Part 1: ID Documents Detection with YOLOv8 and Orientation Correction

Paul Lefevre
10 min readSep 22, 2023

--

This two-part series was written as part of an intership in the DataLab of the French Digital Agency for Law Enforcement (ANFSI). The ANFSI leverages OCR techniques to speed up the processing of ID documents, bank details, etc.

Photo by Kelly Sikkema on Unsplash

This tutorial is the first part of a two-part series, where we learn how to extract information from ID documents such as name, date of birth, etc.

In Part 1, we look at how to detect an ID document in an image using YOLOv8, crop the image around it and correct the orientation.

In Part 2, we train a Donut model to extract information from the ID documents obtained in Part 1.

What you will learn

In this tutorial, we are going to train a deep learning model (YOLOv8) for the task of detecting ID documents in an image (a photo or a scan). Once they have been detected, we are also going to correct the orientation of the documents, if needed.

The code in this tutorial was written and tested using the following modules versions:

  • Python 3.8
  • torch==2.0.1
  • ultralytics==8.0.119
  • Pillow==9.5
  • opencv-python==4.8.0.74

Prerequisites

For this first part, you will need a dataset of ID documents (at least 100–150 samples) in an image format (e.g., JPG). If you need to convert PDF scans into images, you can use the pdf2image module.

You will also need access to a system equipped with a GPU to train the model. If you don’t have one on your machine, I recommend using Google Colab. If you choose to use Google Colab, make sure to enable GPUs for the notebook by navigating to Edit > Notebook Settings and selecting GPU from the Hardware Accelerator drop-down.

1. Labeling your data (e.g. with Label Studio)

Unless you are very lucky, the data in your hands likely did not come with detection labels, i.e. bounding box coordinates for the ID document in each image. So the first step of our work is to label the images in order to obtain training data. Luckily, you won’t have to annotate a ton of images; in our tests, we found that with 120–150 images we achieved good results.

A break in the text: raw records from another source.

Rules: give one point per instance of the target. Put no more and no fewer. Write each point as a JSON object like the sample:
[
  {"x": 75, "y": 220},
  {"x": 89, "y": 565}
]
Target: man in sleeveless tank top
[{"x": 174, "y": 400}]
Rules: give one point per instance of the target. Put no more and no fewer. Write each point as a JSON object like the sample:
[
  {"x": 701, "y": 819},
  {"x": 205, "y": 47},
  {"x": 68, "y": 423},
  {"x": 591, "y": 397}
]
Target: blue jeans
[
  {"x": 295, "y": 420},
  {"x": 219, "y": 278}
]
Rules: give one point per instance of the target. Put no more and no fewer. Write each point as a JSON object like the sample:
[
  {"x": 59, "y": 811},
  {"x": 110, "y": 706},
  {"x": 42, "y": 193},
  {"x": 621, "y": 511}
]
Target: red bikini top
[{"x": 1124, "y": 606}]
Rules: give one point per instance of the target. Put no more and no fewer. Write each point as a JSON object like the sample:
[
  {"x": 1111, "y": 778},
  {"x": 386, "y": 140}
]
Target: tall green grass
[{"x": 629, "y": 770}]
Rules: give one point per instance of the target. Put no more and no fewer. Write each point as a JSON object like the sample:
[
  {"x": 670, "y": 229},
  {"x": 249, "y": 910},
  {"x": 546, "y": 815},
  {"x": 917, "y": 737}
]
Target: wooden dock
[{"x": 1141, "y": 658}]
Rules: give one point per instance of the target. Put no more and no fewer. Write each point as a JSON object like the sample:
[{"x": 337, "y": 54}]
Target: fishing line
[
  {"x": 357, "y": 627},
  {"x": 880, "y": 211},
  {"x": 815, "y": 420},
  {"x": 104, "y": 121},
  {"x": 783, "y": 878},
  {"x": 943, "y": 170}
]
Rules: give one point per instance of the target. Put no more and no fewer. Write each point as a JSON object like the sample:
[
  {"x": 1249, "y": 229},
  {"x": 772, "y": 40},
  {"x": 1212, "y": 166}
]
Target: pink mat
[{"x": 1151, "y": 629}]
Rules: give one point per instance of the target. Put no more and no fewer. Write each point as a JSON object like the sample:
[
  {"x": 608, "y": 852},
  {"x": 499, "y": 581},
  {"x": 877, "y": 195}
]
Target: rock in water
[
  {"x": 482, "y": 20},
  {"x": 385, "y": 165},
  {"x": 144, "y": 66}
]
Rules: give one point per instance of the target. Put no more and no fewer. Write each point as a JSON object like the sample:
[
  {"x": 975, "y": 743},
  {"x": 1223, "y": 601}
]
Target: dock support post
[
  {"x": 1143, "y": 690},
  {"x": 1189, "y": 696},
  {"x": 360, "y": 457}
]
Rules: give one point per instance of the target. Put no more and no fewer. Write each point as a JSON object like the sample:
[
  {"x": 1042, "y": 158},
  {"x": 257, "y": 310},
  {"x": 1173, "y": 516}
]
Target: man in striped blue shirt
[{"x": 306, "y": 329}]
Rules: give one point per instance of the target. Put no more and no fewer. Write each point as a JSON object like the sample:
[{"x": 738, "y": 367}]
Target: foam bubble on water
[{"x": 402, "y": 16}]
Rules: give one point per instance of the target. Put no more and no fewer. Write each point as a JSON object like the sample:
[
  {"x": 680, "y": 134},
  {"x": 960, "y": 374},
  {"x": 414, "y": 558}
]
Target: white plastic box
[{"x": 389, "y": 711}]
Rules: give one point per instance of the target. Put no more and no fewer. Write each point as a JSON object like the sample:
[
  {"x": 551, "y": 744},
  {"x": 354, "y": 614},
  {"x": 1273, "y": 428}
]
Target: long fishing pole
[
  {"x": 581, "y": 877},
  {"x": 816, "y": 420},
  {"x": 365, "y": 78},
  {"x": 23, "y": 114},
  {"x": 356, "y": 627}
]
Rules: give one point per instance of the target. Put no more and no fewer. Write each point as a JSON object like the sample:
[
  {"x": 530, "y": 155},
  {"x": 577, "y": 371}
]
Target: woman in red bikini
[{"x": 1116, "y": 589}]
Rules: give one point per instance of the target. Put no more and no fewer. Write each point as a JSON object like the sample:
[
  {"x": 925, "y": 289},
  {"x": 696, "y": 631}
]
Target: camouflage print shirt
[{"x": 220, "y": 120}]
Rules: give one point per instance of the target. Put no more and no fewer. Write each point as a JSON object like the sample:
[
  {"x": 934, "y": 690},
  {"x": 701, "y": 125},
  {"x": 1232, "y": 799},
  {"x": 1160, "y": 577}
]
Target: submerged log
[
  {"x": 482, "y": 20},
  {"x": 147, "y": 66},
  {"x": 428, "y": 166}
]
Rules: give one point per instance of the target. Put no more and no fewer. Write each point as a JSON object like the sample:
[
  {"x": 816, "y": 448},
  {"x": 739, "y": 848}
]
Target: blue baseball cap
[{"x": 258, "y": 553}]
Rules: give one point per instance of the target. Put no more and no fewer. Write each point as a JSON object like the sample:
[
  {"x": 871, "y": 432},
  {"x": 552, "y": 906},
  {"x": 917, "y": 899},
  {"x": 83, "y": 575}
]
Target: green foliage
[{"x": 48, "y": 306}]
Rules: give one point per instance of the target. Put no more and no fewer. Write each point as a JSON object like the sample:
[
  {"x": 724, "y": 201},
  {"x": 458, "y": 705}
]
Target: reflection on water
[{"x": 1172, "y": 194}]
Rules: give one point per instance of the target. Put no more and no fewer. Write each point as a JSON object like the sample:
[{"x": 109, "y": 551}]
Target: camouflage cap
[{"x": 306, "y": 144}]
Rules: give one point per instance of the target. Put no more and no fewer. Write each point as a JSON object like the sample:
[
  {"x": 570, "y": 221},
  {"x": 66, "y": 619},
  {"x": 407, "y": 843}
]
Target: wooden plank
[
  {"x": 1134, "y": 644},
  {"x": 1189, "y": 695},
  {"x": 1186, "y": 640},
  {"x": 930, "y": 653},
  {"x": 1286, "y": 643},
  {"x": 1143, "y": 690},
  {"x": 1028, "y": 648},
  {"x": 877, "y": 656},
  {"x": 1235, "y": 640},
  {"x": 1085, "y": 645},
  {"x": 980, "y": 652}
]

There are many labeling tools on the Internet. I personally used Label Studio, an open-source data labeling platform. Here is all the information you need to get started with Label Studio. An advantageous feature of Label Studio is the ability to export your labels in YOLO format.

Once you’ve launched Label Studio, create a new project. Name it whatever you want, and in the “Labeling Setup” tab, choose “Computer Vision > Object Detection with Bounding Boxes”. You can remove the default labels “Airplane” and “Car”, and add one label for each type of document in your data. In our case, we had two types of documents, ID cards and passports, so two labels. When you are done, click Save.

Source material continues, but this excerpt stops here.